Vera Politkovskaja, la lotta per la libertà di madre in figlia
Memoir Affetti e battaglie civili nel volume scritto con Sara Giudice, in libreria per Rizzoli
Memoir Affetti e battaglie civili nel volume scritto con Sara Giudice, in libreria per Rizzoli
Non è solo un omaggio alla memoria degli affetti, al dolore di una perdita che si rinnova ogni giorno. Una madre, il bel libro di Vera Politkovskaja, con Sara Giudice, da oggi in libreria per Rizzoli (pp. 204, euro 19, traduzione di Marco Clementi), è anche un documento che indica come la lotta per la libertà, e la verità, della giornalista uccisa a Mosca il 7 ottobre del 2006 non si sia, malgrado tutto, mai del tutto arrestata.

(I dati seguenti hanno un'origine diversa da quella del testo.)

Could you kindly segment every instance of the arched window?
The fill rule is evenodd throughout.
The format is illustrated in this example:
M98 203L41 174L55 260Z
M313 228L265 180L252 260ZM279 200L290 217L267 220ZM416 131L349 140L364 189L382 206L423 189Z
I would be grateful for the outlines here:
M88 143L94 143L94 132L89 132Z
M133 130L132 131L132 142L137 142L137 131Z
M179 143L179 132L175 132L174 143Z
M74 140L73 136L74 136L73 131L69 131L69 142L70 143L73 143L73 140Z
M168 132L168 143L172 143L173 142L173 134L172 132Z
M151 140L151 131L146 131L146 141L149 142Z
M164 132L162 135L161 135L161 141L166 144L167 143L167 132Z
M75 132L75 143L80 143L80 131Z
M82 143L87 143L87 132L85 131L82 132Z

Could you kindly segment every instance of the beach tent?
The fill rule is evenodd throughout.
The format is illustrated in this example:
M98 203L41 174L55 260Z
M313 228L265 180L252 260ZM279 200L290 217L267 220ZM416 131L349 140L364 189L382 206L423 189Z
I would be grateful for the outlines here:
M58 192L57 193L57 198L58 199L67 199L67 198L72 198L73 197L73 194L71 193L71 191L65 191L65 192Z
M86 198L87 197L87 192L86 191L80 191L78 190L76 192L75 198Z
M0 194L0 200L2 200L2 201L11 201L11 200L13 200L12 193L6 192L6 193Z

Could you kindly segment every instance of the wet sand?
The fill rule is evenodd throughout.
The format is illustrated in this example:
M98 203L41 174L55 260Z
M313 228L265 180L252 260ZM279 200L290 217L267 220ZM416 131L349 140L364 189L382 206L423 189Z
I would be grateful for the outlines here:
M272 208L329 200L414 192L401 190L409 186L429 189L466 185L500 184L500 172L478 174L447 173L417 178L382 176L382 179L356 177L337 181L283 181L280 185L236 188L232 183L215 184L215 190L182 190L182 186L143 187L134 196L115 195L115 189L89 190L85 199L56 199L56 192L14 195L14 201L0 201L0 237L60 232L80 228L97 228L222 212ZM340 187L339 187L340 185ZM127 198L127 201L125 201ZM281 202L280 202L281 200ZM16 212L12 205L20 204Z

IN QUESTO SENSO, il fatto che l’uscita del volume coincida con l’anniversario dell’invasione russa dell’Ucraina, è tutt’altro che un caso. «I primi due anni dopo la morte di mia madre sono stati difficilissimi sia per me sia per tutta la famiglia. Ma l’ultimo anno è stato probabilmente uno dei più difficili della mia vita, perché per la seconda volta la storia della nostra famiglia si è divisa a partire dal 24 febbraio 2022», ha spiegato ieri Vera Politkovskaja in occasione della presentazione a Roma del libro. L’autrice, che aveva 26 anni al momento dell’assassinio della madre e che dopo gli inizi come musicista classica ne ha seguito le orme nel campo dell’informazione, è stata costretta a lasciare la Russia subito dopo l’inizio della guerra e ha completato la stesura di Una madre «al di fuori dei confini della Federazione Russa, cosa che mi ha dato la possibilità di sentirmi più libera nel ricordare la nostra vita».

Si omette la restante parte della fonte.